Berikut adalah aset-aset AS yang berada dalam jangkauan serangan Iran:
- Pangkalan Udara Al-Udeid (Qatar): Pangkalan terbesar AS di kawasan ini dan markas depan CENTCOM.
- NSA Bahrain: Markas Armada Kelima Angkatan Laut AS yang mengawasi Teluk Persia dan Laut Merah.
- Camp Arifjan (Kuwait): Pusat logistik utama Angkatan Darat AS.
- Pangkalan Udara Al Dhafra (Abu Dhabi): Hub operasi udara dan pengintaian.
- Pangkalan Udara Prince Sultan (Arab Saudi): Lokasi penempatan sistem rudal Patriot dan THAAD.
- Pangkalan Udara Ain Al Asad (Irak): Pernah dihantam rudal Iran pada 2020 sebagai balasan atas kematian Qasem Soleimani.
Iran dilaporkan telah memperingatkan negara-negara tetangga seperti Arab Saudi, Turki, dan UEA bahwa pangkalan Amerika di wilayah mereka akan diserang jika AS menggunakan fasilitas tersebut untuk menggempur Iran.
AS Rayu Arab Saudi
Di sisi diplomatik, Penasihat Keamanan Nasional sekaligus Menteri Luar Negeri AS, Marco Rubio, telah berkoordinasi dengan Menteri Luar Negeri Arab Saudi, Pangeran Faisal bin Farhan Al Saud.
Dukungan Saudi dianggap krusial jika serangan udara Amerika Serikat benar-benar diluncurkan.
Alasan Utama
Geografi dan Infrastruktur Militer
- Arab Saudi memiliki lokasi strategis di Teluk, dekat dengan Iran dan kawasan konflik utama.
- Basis udara dan fasilitas militer Saudi sering digunakan sebagai titik logistik dan peluncuran operasi AS di Timur Tengah.
Legitimasi Politik dan Regional
- Dukungan Saudi memberi legitimasi regional bagi operasi AS, karena Saudi adalah negara berpengaruh di dunia Arab dan Islam.
- Tanpa dukungan Saudi, serangan AS bisa dianggap sebagai intervensi sepihak yang memicu resistensi lebih luas.
Koordinasi Keamanan Energi
- Saudi adalah produsen minyak terbesar dunia. Stabilitas politik dan keamanan Saudi penting untuk mencegah gejolak harga energi global jika terjadi konflik.
- Dukungan mereka membantu menjaga pasokan minyak tetap aman meski ada eskalasi militer.
Namun, jika pun mendapat dukungan Arab Saudi, rencana ini tetap saja bukan tanpa hambatan:
- Risiko Perang Total: Presiden Iran Masoud Pezeshkian memperingatkan bahwa setiap agresi terhadap Pemimpin Tertinggi Iran berarti perang total.

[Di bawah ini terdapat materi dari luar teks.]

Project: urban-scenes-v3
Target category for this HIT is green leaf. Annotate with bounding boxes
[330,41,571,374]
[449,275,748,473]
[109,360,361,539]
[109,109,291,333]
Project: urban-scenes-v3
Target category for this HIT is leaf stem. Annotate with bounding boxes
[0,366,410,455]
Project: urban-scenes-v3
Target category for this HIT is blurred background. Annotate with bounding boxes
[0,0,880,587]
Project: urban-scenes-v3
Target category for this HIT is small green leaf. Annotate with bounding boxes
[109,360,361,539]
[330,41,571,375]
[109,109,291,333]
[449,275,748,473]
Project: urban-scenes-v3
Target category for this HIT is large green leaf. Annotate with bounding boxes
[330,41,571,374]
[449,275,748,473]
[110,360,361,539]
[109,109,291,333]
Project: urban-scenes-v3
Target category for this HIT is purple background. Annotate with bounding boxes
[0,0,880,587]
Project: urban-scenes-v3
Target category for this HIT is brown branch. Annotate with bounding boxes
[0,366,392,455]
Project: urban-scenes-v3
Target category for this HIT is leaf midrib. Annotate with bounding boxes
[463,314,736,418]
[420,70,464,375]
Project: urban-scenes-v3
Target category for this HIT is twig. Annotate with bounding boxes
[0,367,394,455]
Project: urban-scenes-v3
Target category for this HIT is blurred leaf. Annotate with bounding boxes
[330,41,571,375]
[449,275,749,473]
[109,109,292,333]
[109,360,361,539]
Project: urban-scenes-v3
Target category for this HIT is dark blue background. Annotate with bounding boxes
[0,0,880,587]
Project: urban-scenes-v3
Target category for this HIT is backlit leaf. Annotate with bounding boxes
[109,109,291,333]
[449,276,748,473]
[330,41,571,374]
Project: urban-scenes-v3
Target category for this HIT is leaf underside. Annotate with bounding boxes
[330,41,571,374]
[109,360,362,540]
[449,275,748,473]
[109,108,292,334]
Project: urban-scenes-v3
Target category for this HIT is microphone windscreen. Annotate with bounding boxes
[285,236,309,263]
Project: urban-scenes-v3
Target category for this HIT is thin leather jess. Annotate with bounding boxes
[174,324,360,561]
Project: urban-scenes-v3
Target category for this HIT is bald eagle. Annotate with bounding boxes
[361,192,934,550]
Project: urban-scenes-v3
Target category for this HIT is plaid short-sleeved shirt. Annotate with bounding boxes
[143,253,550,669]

- Kesiapan Pertahanan Israel: Israel dilaporkan merasa khawatir karena stok pencegat rudal (interceptor) mereka terkuras habis setelah perang 12 hari dengan Iran tahun lalu.
- Ketidakpastian Pasca-Rezim: Analis dari Stanford University, Ramzy Mardini, memperingatkan bahwa strategi "pemenggalan" kepemimpinan tanpa adanya kekuatan oposisi yang kuat di darat justru akan menciptakan kekacauan hebat yang sulit distabilkan.
Sanksi Ekonomi sebagai Alternatif
Menteri Keuangan Scott Bessent menyatakan bahwa tekanan finansial AS telah berkontribusi pada runtuhnya ekonomi Iran pada Desember lalu.
Sebagian pembantu Trump menyarankan opsi non-militer, seperti membantu koordinasi online para demonstran atau memberlakukan sanksi baru yang lebih mencekik.
Hingga saat ini, Gedung Putih masih mengirimkan sinyal beragam antara mendukung perubahan kepemimpinan di Iran atau sekadar melakukan serangan peringatan untuk meredam kekerasan di negara tersebut.